Denoising Diffusion Probabilistic Models for Robust Image Super-Resolution in the Wild
Hshmat Sahak, Daniel Watson, Chitwan Saharia, David Fleet
TL;DR
SR3+ addresses blind single-image super-resolution in the wild, where degradations are unknown and out-of-distribution. It combines a diffusion-based denoiser with two innovations: higher-order degradations during training and noise conditioning augmentation, enabling robust, texture-rich reconstructions. The approach achieves state-of-the-art FID on RealSR and DRealSR zero-shot benchmarks, outperforming Real-ESRGAN and SR3 when trained on comparable data, with further gains from larger models and datasets.
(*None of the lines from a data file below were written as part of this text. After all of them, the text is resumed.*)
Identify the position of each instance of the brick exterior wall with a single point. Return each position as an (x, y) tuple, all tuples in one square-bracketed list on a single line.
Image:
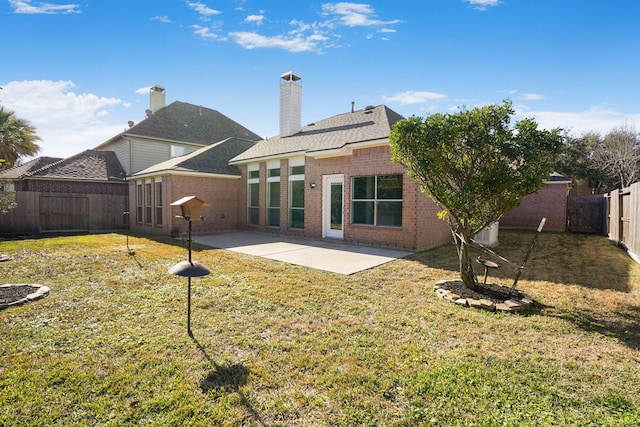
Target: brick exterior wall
[(420, 229), (550, 202), (221, 193)]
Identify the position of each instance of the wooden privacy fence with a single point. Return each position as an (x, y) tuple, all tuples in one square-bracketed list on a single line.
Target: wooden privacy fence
[(45, 212), (623, 207)]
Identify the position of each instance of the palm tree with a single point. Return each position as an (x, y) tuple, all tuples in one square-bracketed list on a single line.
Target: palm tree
[(17, 138)]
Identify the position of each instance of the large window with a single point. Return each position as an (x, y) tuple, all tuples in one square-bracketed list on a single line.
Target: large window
[(147, 203), (273, 196), (377, 200), (158, 202), (296, 195), (139, 202), (253, 201)]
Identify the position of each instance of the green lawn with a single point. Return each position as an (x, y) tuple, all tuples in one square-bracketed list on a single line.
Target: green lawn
[(281, 345)]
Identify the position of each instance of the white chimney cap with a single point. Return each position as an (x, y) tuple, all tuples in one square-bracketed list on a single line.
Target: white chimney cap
[(290, 76)]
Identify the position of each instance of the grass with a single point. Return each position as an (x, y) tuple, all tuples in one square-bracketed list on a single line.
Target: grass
[(281, 345)]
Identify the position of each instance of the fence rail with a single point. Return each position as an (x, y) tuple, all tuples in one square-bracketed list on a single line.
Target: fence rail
[(623, 208), (41, 212)]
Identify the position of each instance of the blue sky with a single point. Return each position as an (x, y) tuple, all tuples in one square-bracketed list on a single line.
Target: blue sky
[(79, 71)]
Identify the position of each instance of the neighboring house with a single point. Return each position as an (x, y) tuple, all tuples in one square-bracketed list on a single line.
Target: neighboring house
[(549, 202), (83, 192), (206, 173), (171, 131), (334, 179)]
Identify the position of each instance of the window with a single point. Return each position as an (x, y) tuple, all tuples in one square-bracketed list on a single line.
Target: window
[(296, 196), (377, 200), (253, 202), (147, 204), (273, 202), (158, 202), (139, 202), (7, 187), (273, 194)]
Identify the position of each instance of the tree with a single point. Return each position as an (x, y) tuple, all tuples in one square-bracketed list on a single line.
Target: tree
[(475, 166), (17, 138), (576, 160), (618, 156)]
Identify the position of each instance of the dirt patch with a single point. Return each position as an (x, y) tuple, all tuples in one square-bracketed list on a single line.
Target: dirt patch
[(19, 294), (492, 292), (487, 296)]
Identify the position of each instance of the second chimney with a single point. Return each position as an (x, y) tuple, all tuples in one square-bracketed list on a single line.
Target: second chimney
[(290, 104), (157, 98)]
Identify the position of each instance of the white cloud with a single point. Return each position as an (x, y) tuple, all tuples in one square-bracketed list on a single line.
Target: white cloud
[(254, 19), (483, 4), (413, 97), (208, 33), (596, 119), (532, 96), (66, 121), (304, 37), (163, 19), (203, 10), (143, 90), (293, 43), (30, 7), (354, 14)]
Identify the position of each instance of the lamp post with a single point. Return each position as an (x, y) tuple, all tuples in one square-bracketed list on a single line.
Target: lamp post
[(190, 207)]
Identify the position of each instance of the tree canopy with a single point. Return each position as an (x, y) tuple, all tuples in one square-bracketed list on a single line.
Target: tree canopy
[(17, 138), (475, 165)]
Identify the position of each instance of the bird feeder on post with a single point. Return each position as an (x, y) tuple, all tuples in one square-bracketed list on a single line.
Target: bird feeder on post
[(190, 207)]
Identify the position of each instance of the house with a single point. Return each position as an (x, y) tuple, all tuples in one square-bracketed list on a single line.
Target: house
[(205, 172), (84, 192), (334, 179), (171, 131)]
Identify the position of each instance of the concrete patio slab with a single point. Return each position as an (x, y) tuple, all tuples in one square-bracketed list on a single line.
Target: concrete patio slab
[(327, 255)]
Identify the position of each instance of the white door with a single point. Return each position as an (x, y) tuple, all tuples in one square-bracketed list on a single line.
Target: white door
[(333, 206)]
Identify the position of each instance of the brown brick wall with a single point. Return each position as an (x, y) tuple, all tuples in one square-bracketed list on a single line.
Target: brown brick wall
[(221, 193), (549, 202), (365, 162)]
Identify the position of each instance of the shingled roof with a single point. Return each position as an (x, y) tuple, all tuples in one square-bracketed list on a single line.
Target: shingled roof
[(180, 121), (19, 172), (212, 159), (90, 165), (367, 125)]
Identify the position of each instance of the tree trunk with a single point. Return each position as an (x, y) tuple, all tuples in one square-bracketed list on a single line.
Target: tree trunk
[(466, 268)]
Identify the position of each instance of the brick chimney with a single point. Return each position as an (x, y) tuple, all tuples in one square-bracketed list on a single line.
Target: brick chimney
[(290, 104), (157, 98)]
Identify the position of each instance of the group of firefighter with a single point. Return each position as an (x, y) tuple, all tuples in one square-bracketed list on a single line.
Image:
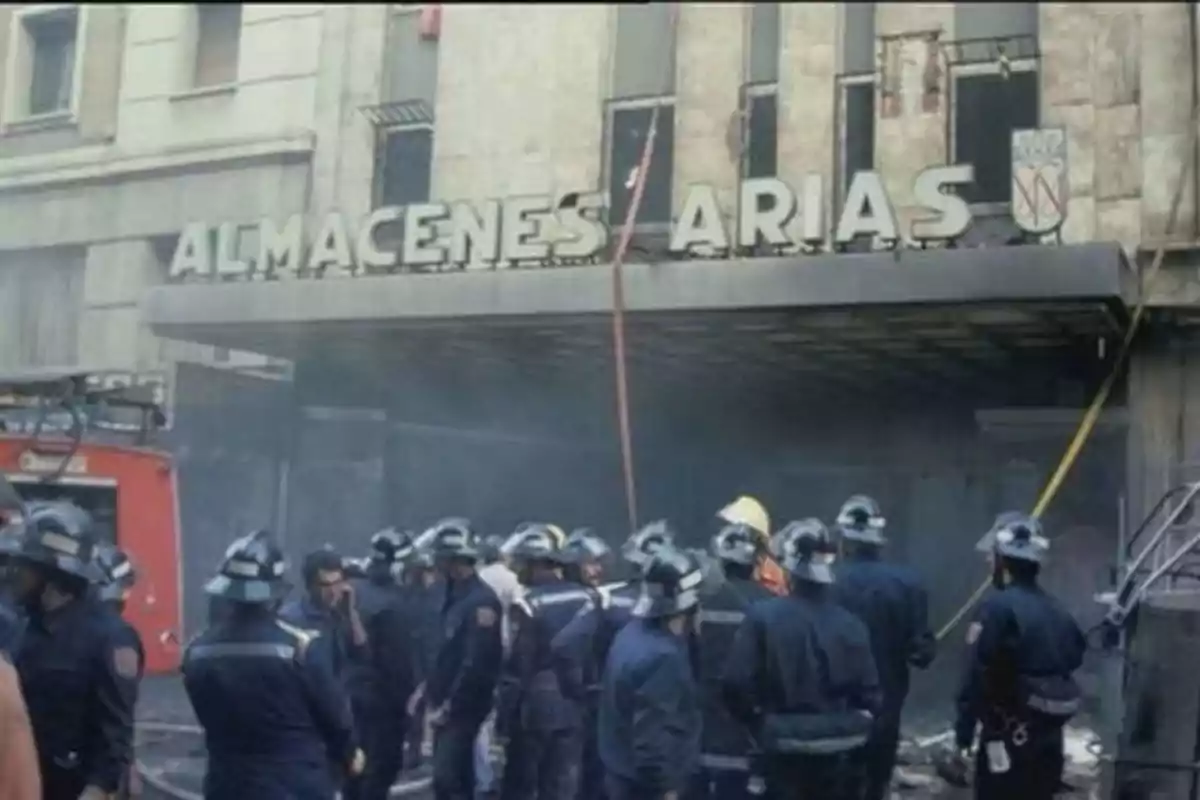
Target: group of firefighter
[(772, 663)]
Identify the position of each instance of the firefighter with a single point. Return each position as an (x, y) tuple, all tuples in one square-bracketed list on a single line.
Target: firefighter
[(748, 511), (581, 649), (649, 722), (801, 677), (725, 768), (328, 609), (1024, 649), (893, 603), (117, 584), (274, 714), (585, 558), (388, 671), (459, 690), (426, 593), (78, 671), (532, 708), (11, 619)]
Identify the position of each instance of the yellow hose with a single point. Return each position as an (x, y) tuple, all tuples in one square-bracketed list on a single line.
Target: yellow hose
[(1093, 411)]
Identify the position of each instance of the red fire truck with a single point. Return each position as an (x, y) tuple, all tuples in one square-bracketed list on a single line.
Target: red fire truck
[(88, 437)]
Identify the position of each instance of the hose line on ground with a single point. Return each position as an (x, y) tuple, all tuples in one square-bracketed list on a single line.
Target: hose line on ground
[(1093, 411), (618, 296)]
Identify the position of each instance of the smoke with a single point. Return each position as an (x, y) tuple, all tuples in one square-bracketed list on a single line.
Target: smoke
[(513, 423)]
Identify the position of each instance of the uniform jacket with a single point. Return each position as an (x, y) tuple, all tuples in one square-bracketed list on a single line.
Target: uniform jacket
[(79, 669), (894, 606), (1023, 639), (19, 777), (391, 663), (801, 655), (720, 617), (274, 715), (649, 722), (531, 696), (469, 651), (580, 650)]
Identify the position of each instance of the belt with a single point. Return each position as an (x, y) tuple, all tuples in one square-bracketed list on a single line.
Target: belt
[(731, 763)]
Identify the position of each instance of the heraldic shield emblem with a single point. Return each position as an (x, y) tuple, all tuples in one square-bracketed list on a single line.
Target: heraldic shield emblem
[(1039, 180)]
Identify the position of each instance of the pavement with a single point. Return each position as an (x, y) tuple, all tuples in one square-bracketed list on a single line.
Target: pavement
[(172, 755)]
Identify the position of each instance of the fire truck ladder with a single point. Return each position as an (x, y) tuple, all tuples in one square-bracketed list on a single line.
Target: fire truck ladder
[(71, 391)]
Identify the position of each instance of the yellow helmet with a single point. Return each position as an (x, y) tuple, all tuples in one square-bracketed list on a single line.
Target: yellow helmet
[(747, 511)]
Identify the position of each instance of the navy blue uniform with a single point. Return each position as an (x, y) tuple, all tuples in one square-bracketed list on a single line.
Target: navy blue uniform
[(649, 722), (275, 717), (894, 606), (580, 653), (460, 687), (1024, 649), (531, 705), (330, 627), (726, 744), (381, 678), (11, 626), (801, 677), (79, 674)]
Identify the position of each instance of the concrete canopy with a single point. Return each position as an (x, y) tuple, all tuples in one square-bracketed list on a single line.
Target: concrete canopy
[(285, 318)]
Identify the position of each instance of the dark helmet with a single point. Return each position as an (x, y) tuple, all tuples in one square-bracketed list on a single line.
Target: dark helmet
[(862, 521), (585, 546), (59, 535), (737, 543), (390, 546), (642, 543), (535, 542), (251, 571), (671, 582), (807, 551), (117, 569), (453, 539), (1019, 536)]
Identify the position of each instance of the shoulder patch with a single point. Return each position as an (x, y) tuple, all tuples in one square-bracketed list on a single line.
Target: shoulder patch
[(126, 662)]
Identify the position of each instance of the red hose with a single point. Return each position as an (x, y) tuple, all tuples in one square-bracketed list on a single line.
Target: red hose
[(618, 306)]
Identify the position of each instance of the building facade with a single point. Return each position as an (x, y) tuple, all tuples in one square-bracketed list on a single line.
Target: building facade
[(328, 380)]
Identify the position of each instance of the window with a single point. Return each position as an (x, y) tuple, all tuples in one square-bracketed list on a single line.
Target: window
[(994, 90), (403, 162), (51, 40), (642, 79), (628, 127), (411, 71), (217, 42), (761, 152), (856, 95), (762, 130)]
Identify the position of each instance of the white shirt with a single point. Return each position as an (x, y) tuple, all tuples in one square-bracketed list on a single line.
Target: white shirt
[(507, 587)]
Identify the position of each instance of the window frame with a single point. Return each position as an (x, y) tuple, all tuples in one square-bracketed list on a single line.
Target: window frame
[(19, 65), (972, 70), (750, 92), (193, 66), (631, 104), (841, 174), (379, 164)]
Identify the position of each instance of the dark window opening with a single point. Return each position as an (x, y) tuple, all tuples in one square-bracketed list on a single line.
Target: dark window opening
[(858, 139), (987, 109), (627, 139), (52, 74), (762, 148), (403, 164)]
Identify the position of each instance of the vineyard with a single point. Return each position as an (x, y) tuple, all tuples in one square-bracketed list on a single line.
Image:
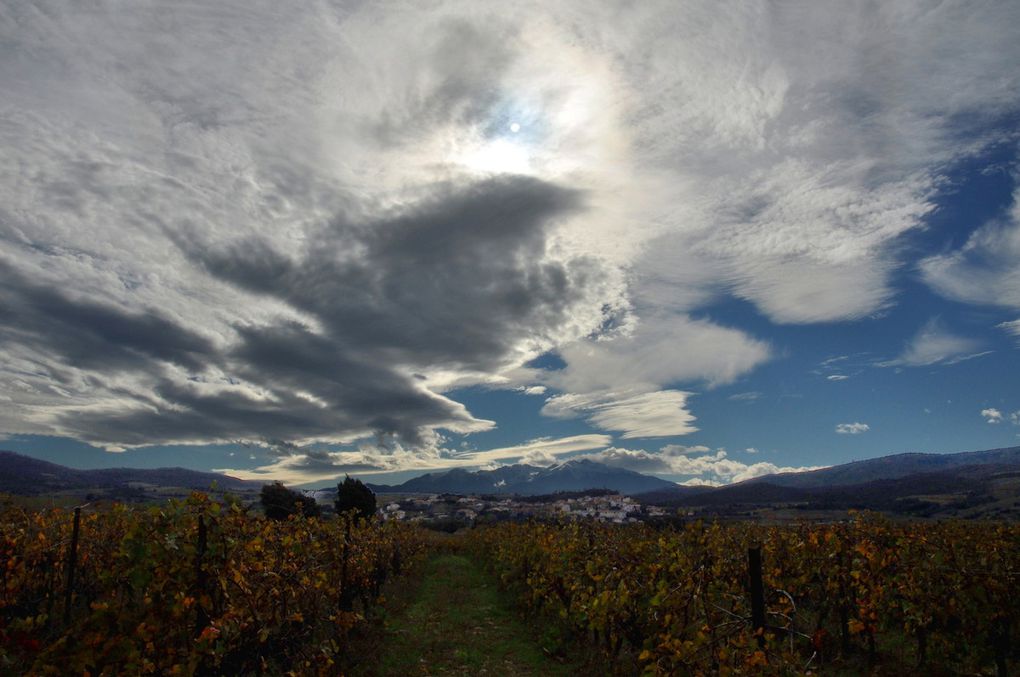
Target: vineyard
[(205, 587), (190, 587), (863, 595)]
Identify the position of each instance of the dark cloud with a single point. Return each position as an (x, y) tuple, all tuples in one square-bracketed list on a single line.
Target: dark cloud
[(461, 280), (89, 334), (458, 281)]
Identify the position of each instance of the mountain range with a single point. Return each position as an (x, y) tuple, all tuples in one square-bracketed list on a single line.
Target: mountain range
[(575, 475), (971, 483), (26, 475)]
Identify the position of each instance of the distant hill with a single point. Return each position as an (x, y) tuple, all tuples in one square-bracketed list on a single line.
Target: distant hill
[(891, 467), (26, 475), (523, 479), (987, 486)]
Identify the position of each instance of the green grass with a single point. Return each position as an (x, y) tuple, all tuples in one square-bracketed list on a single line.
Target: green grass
[(458, 623)]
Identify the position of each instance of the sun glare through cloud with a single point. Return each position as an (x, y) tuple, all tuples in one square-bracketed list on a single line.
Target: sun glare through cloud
[(399, 232)]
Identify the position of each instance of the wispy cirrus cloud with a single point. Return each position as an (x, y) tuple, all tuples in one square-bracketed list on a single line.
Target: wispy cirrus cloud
[(852, 428), (932, 345), (991, 415)]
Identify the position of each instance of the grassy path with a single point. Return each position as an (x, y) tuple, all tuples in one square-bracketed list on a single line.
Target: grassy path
[(457, 623)]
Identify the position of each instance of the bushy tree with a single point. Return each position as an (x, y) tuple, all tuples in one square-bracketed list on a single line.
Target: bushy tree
[(353, 495), (279, 503)]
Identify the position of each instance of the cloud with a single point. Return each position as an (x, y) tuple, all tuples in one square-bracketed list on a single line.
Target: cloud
[(934, 345), (618, 382), (313, 224), (852, 428), (705, 468), (1012, 327), (986, 268), (303, 466), (532, 389), (991, 415), (657, 414)]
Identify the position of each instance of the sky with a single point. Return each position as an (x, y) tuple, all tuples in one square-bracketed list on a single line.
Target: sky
[(706, 241)]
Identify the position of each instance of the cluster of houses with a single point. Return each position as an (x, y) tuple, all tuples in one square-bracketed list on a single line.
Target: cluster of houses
[(609, 508)]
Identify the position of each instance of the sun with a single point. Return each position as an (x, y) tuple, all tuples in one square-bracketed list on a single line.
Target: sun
[(499, 156)]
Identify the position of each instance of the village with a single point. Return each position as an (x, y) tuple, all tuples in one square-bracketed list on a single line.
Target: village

It also provides a tunable test-time mechanism (t_eval) to balance fidelity to the input and perceptual realism, paving the way for more robust diffusion-based super-resolution in practical, uncontrolled settings.
Abstract
Diffusion models have shown promising results on single-image super-resolution and other image- to-image translation tasks. Despite this success, they have not outperformed state-of-the-art GAN models on the more challenging blind super-resolution task, where the input images are out of distribution, with unknown degradations. This paper introduces SR3+, a diffusion-based model for blind super-resolution, establishing a new state-of-the-art. To this end, we advocate self-supervised training with a combination of composite, parameterized degradations for self-supervised training, and noise-conditioing augmentation during training and testing. With these innovations, a large-scale convolutional architecture, and large-scale datasets, SR3+ greatly outperforms SR3. It outperforms Real-ESRGAN when trained on the same data, with a DRealSR FID score of 36.82 vs. 37.22, which further improves to FID of 32.37 with larger models, and further still with larger training sets.